There are plenty in the cybersecurity industry that contend that North Korea couldn’t have possibly orchestrated the devastating hack on Sony in retaliation for the comedic film The Interview. In mid-December, cybersecurity analyst Marc Rogers dismissed the FBI’s assertion that North Korea was behind the attacks, stating, “The broken English looks deliberately bad and doesn’t exhibit any of the classic comprehension mistakes you actually expect to see in ‘Konglish’. i.e it reads to me like an English speaker pretending to be bad at writing English.”
Rogers went on to add; “The fact that the code was written on a PC with Korean locale & language actually makes it less likely to be North Korea. Not least because they don’t speak traditional “Korean” in North Korea, they speak their own dialect and traditional Korean is forbidden.”

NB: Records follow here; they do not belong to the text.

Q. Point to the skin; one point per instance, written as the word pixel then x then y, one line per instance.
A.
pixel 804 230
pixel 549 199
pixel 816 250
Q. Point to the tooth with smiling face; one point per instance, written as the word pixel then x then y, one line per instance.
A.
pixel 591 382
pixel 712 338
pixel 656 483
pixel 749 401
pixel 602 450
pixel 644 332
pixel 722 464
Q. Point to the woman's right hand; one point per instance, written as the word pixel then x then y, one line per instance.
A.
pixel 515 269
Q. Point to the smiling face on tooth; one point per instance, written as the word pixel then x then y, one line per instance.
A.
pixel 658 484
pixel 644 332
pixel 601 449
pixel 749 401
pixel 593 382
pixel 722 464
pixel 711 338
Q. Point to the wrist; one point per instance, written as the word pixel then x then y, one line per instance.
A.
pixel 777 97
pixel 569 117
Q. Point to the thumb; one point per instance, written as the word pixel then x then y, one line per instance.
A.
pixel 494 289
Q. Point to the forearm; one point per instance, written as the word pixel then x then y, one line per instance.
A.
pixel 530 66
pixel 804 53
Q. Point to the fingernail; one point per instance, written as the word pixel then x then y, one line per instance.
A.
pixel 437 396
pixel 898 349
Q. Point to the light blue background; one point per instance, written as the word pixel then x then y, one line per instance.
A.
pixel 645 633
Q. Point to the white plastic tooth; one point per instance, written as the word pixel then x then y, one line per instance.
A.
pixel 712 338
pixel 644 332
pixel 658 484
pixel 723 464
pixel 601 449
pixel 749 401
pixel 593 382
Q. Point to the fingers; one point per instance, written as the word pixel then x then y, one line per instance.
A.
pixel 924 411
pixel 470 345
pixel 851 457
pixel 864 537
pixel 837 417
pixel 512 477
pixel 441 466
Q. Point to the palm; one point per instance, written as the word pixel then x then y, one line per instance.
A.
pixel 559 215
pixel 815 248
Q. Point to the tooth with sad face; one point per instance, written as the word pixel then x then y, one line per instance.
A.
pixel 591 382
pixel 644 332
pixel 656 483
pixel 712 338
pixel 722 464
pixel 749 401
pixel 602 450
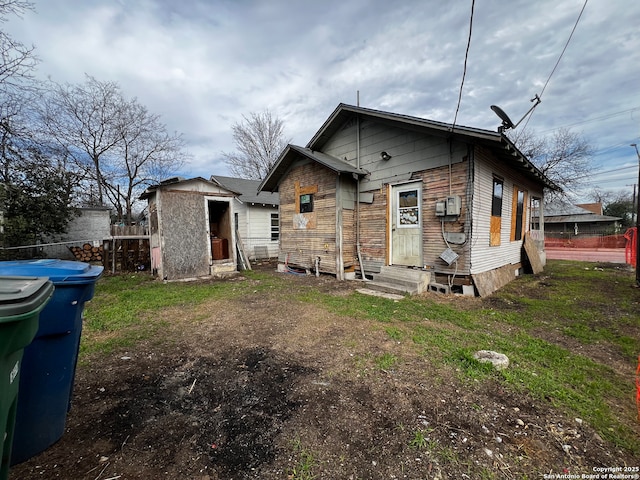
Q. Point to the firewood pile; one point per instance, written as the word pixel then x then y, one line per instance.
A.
pixel 88 253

Kurt Stammberger, Senior Vice President at Norse, also expressed doubts, remarking in late December, “When the FBI made the announcement so soon after the initial hack was unveiled, everyone in the [cyber] intelligence community kind of raised their eyebrows at it, because it’s really hard to pin this on anyone within days of the attack.” Other experts like Bruce Schneier offered similar reservations.
FBI Director James Comey with President Barack Obama
The FBI remains committed to the narrative that singles out North Korea as the bad guy, and FBI Director James Comey says that a mountain of evidence can’t be ignored. Comey says that Guardians of Peace, or #GOP, simply “got sloppy” when it came to covering their tracks, leading U.S. intelligence agencies straight to the source.

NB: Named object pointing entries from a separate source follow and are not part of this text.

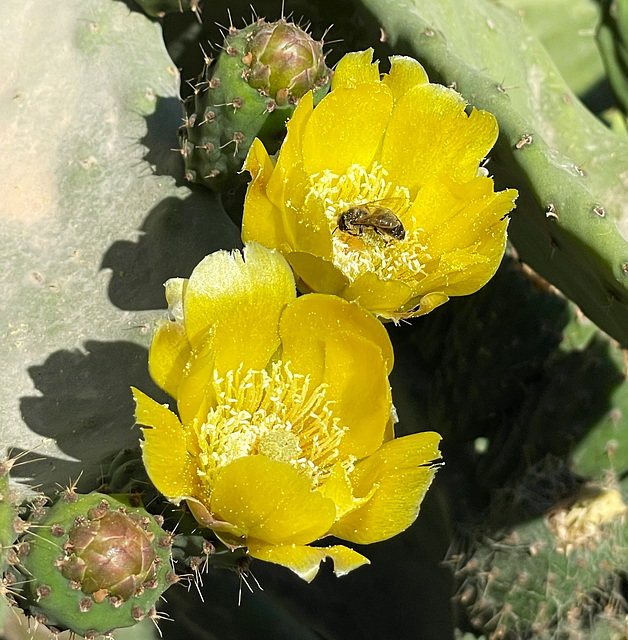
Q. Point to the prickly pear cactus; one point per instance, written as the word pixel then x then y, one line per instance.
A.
pixel 94 565
pixel 249 91
pixel 93 223
pixel 571 222
pixel 555 577
pixel 8 515
pixel 611 36
pixel 159 8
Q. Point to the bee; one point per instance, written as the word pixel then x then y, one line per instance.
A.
pixel 371 214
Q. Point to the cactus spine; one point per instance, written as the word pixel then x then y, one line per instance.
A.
pixel 249 91
pixel 95 564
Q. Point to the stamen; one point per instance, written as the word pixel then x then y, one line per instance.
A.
pixel 275 413
pixel 368 251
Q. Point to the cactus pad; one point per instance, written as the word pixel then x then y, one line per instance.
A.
pixel 96 564
pixel 249 91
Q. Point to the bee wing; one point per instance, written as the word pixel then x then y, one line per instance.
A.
pixel 382 219
pixel 394 202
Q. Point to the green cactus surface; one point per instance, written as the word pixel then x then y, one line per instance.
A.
pixel 95 564
pixel 570 223
pixel 249 91
pixel 555 577
pixel 612 39
pixel 159 8
pixel 93 224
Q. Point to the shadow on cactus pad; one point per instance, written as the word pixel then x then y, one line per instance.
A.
pixel 175 236
pixel 514 378
pixel 86 406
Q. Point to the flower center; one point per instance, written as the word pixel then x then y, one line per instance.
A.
pixel 371 246
pixel 275 413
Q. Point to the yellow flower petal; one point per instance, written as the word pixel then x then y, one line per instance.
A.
pixel 334 143
pixel 377 295
pixel 262 220
pixel 405 73
pixel 164 449
pixel 356 68
pixel 289 180
pixel 357 378
pixel 465 226
pixel 401 484
pixel 338 488
pixel 169 352
pixel 305 561
pixel 270 501
pixel 309 320
pixel 318 274
pixel 241 296
pixel 429 133
pixel 195 393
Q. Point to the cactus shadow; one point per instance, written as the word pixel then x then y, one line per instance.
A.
pixel 161 140
pixel 87 407
pixel 175 237
pixel 514 381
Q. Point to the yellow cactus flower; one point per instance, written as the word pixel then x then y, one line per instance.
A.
pixel 377 194
pixel 283 432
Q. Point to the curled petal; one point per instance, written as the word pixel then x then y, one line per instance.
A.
pixel 271 501
pixel 305 561
pixel 401 473
pixel 405 73
pixel 241 297
pixel 164 449
pixel 356 68
pixel 317 273
pixel 263 221
pixel 380 296
pixel 169 353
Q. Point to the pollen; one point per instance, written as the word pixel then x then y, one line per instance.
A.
pixel 271 412
pixel 370 250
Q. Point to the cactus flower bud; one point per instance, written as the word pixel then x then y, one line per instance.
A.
pixel 96 564
pixel 285 61
pixel 112 552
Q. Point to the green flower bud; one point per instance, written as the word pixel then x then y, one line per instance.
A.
pixel 285 61
pixel 112 552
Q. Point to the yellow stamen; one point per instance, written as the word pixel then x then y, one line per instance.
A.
pixel 274 413
pixel 370 251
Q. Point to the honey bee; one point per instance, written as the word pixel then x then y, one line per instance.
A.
pixel 371 214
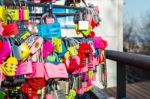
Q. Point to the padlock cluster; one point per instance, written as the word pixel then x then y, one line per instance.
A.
pixel 36 62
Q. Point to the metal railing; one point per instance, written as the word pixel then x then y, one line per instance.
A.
pixel 123 59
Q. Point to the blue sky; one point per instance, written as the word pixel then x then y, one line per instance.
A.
pixel 136 8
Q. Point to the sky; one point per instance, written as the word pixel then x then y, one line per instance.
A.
pixel 136 8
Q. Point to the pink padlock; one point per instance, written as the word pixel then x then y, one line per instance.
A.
pixel 49 20
pixel 94 77
pixel 49 96
pixel 80 91
pixel 1 28
pixel 21 14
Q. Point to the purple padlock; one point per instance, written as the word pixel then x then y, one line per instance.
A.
pixel 21 14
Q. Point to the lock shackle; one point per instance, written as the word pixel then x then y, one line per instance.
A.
pixel 2 2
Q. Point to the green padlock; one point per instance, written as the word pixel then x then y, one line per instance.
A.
pixel 2 94
pixel 52 58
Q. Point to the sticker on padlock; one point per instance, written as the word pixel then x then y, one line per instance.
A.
pixel 49 20
pixel 83 25
pixel 25 35
pixel 13 14
pixel 21 14
pixel 2 13
pixel 26 14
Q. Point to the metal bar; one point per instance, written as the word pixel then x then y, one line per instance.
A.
pixel 135 60
pixel 121 81
pixel 16 82
pixel 54 6
pixel 43 5
pixel 57 14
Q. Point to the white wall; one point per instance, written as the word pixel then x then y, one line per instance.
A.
pixel 110 29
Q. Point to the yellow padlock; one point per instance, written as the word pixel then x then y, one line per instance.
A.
pixel 67 55
pixel 26 14
pixel 25 35
pixel 9 67
pixel 24 51
pixel 2 14
pixel 13 14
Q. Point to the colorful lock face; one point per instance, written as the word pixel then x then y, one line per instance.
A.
pixel 52 58
pixel 90 74
pixel 27 90
pixel 24 51
pixel 67 55
pixel 9 67
pixel 1 28
pixel 72 94
pixel 37 84
pixel 21 14
pixel 2 95
pixel 2 14
pixel 25 35
pixel 26 14
pixel 13 14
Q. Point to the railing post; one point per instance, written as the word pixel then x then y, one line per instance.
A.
pixel 121 81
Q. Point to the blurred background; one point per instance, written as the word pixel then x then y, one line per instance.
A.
pixel 136 34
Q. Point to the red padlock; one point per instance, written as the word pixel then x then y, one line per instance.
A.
pixel 28 91
pixel 10 30
pixel 37 83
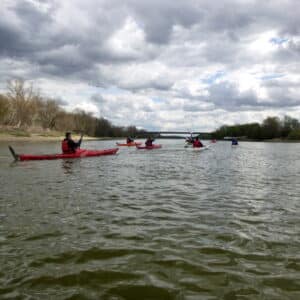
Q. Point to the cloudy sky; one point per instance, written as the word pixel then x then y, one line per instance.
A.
pixel 159 64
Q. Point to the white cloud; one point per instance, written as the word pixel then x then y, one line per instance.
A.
pixel 158 65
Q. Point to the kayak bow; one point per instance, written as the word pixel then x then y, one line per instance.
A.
pixel 149 147
pixel 129 144
pixel 78 154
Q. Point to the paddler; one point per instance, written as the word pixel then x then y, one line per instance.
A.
pixel 149 142
pixel 234 142
pixel 68 145
pixel 197 143
pixel 129 140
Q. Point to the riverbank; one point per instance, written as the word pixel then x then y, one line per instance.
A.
pixel 16 135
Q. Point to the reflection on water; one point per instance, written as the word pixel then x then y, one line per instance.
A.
pixel 67 165
pixel 162 224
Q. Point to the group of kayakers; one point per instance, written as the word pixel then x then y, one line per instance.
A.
pixel 68 145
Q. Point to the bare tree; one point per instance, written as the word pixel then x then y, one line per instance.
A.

"The Guardians of Peace would send emails threatening Sony employees and post online various statements explaining their work. In nearly every case they would use proxy servers in sending those emails and posting those statements," said Comey. “Several times, either because they forgot or they had a technical problem, they connected directly and we could see it.”

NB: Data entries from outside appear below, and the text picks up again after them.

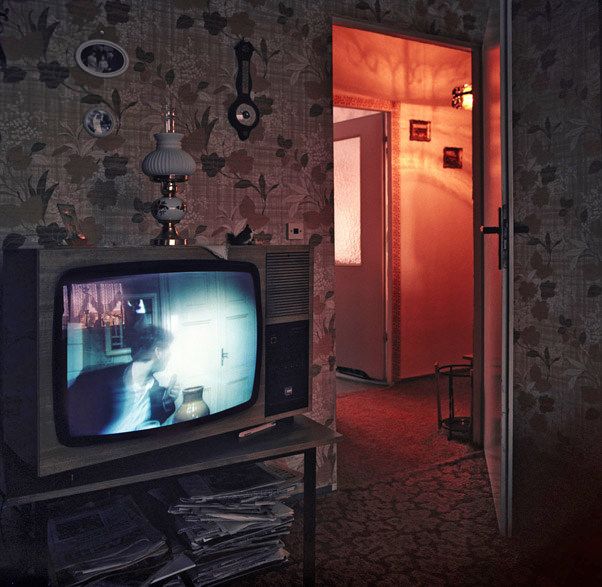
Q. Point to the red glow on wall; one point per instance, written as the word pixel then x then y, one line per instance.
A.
pixel 431 208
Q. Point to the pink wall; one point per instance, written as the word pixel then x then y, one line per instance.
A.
pixel 435 204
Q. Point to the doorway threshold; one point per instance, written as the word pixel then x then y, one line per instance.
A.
pixel 358 375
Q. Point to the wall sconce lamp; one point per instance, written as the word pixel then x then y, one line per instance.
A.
pixel 462 97
pixel 168 165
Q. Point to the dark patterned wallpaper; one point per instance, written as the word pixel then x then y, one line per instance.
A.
pixel 182 50
pixel 558 269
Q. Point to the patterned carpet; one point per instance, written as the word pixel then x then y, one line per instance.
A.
pixel 391 430
pixel 431 528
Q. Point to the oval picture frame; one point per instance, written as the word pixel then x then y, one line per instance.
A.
pixel 99 122
pixel 102 58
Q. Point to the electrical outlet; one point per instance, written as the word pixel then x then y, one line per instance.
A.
pixel 294 231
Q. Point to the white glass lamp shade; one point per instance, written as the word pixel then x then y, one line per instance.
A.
pixel 168 158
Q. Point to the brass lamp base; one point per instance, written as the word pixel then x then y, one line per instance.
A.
pixel 169 236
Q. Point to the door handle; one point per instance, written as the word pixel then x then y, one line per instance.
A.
pixel 499 231
pixel 502 231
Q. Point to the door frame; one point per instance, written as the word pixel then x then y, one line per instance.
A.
pixel 477 194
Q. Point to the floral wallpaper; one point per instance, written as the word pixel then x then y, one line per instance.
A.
pixel 181 52
pixel 558 269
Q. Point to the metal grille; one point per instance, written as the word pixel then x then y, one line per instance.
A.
pixel 287 287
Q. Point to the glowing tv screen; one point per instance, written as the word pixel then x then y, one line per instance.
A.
pixel 144 348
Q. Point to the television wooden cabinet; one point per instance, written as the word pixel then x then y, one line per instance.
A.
pixel 298 435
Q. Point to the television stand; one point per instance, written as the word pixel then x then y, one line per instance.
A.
pixel 301 436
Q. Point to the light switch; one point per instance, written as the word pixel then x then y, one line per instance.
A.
pixel 294 231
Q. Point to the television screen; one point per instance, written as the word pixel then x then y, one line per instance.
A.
pixel 143 348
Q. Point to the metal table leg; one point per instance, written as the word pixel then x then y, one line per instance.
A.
pixel 309 516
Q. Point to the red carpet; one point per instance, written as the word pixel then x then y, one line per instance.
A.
pixel 389 431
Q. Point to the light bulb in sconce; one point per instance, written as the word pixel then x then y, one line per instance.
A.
pixel 462 97
pixel 169 165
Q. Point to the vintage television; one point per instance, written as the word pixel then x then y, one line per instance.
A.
pixel 112 352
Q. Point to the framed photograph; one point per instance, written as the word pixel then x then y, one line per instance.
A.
pixel 99 122
pixel 452 157
pixel 135 309
pixel 420 130
pixel 102 58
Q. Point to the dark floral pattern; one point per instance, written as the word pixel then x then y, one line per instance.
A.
pixel 117 12
pixel 557 150
pixel 53 73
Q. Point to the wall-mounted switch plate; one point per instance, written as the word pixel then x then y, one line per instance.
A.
pixel 294 231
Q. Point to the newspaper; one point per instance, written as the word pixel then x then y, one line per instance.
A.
pixel 233 519
pixel 100 539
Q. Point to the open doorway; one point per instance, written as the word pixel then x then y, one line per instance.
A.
pixel 404 289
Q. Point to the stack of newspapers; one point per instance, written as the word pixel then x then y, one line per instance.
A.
pixel 233 519
pixel 102 540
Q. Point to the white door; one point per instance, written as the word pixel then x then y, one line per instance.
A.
pixel 497 270
pixel 214 324
pixel 359 163
pixel 238 340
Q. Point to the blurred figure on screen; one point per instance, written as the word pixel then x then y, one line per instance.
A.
pixel 126 397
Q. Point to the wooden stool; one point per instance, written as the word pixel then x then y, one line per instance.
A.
pixel 452 423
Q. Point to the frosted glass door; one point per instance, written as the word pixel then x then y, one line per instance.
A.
pixel 359 244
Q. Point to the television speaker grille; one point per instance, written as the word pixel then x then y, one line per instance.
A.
pixel 287 283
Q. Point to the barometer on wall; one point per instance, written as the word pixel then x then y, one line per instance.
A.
pixel 243 114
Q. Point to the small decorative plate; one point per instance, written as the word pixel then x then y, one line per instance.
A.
pixel 102 58
pixel 99 122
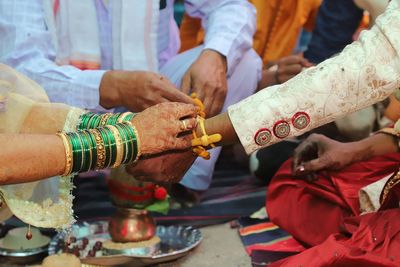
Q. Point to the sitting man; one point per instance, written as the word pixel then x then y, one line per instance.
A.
pixel 103 54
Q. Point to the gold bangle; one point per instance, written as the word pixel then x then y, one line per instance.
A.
pixel 86 133
pixel 101 153
pixel 68 154
pixel 118 142
pixel 122 117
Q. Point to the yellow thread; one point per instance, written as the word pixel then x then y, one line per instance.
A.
pixel 199 143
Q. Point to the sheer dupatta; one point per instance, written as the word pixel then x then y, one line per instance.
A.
pixel 25 108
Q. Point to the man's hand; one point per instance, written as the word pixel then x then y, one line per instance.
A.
pixel 165 168
pixel 138 90
pixel 207 78
pixel 163 127
pixel 319 152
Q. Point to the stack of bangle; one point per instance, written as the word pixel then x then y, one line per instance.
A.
pixel 99 148
pixel 93 120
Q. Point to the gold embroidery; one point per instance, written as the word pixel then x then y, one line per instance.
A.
pixel 393 181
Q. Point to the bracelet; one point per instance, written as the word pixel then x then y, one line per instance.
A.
pixel 68 154
pixel 102 147
pixel 199 144
pixel 92 120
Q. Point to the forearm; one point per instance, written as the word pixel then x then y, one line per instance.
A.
pixel 45 118
pixel 27 158
pixel 220 124
pixel 229 26
pixel 365 72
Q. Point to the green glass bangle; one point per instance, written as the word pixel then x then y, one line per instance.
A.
pixel 76 151
pixel 113 146
pixel 96 122
pixel 113 119
pixel 130 140
pixel 94 149
pixel 85 118
pixel 128 143
pixel 82 150
pixel 125 142
pixel 86 152
pixel 89 160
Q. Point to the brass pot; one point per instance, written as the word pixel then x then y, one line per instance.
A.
pixel 131 225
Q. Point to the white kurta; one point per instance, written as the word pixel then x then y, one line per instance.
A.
pixel 366 72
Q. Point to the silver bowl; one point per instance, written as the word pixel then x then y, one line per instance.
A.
pixel 176 241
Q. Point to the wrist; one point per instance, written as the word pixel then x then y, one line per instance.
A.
pixel 217 55
pixel 108 90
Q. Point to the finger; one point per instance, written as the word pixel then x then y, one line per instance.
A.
pixel 285 78
pixel 173 94
pixel 183 142
pixel 185 110
pixel 189 124
pixel 304 152
pixel 290 60
pixel 305 63
pixel 186 84
pixel 291 69
pixel 218 103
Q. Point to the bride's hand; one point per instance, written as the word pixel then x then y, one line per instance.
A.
pixel 159 126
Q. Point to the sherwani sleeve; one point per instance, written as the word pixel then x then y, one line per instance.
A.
pixel 366 72
pixel 26 45
pixel 229 26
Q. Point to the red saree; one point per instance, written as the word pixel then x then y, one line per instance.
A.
pixel 325 214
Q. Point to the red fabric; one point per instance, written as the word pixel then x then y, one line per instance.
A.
pixel 374 241
pixel 312 211
pixel 314 214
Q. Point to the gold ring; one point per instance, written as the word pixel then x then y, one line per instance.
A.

Comey went to add that this lack of commitment to covering their trail made it easy to pinpoint the exact origin of the attack. "We could see that the IP addresses they used ... were IPs that were exclusively used by the North Koreans,” Comey added. “It was a mistake by them. It was a very clear indication of who was doing this. They would shut it off very quickly once they realized the mistake, but not before we saw them and knew where it was coming from.”
Comey says that U.S. intelligence officials are still trying to ascertain how exactly the hackers were able to infiltrate Sony’s network, but there have already been a number of possibilities tossed around. Mark Rogers suggested that it was possibly an inside job, with a scorned employee sparking the whole incident. “It’s clear from the hard-coded paths and passwords in the malware that whoever wrote it had extensive knowledge of Sony’s internal architecture and access to key passwords,” Rogers surmised. “Occam’s razor suggests the simpler explanation of an insider. It also fits with the pure revenge tact that this started out as.”
In another twist, a member of Lizard Squad in a late December interview with The Washington Post claimed that its actions helped initiate the hack; “We handed over some Sony employee logins to them. For the initial hack.”
The Sony hack resulted in personal data leaks, threats against Sony employees and family members, and threats on movie theaters. Sony would later cave due to pressure from large U.S. movie theater chains, announcing that it would no longer release The Interview on Christmas Day. A few days later, it backtracked, announcing that it would show the film in a limited number of independent theaters and make the movie available online for purchase/rental.
The online release of The Interview has turned out to be one of the surprise triumphs of this whole ordeal. As of this week, The Interview has already raked in over $31 million in streaming revenue.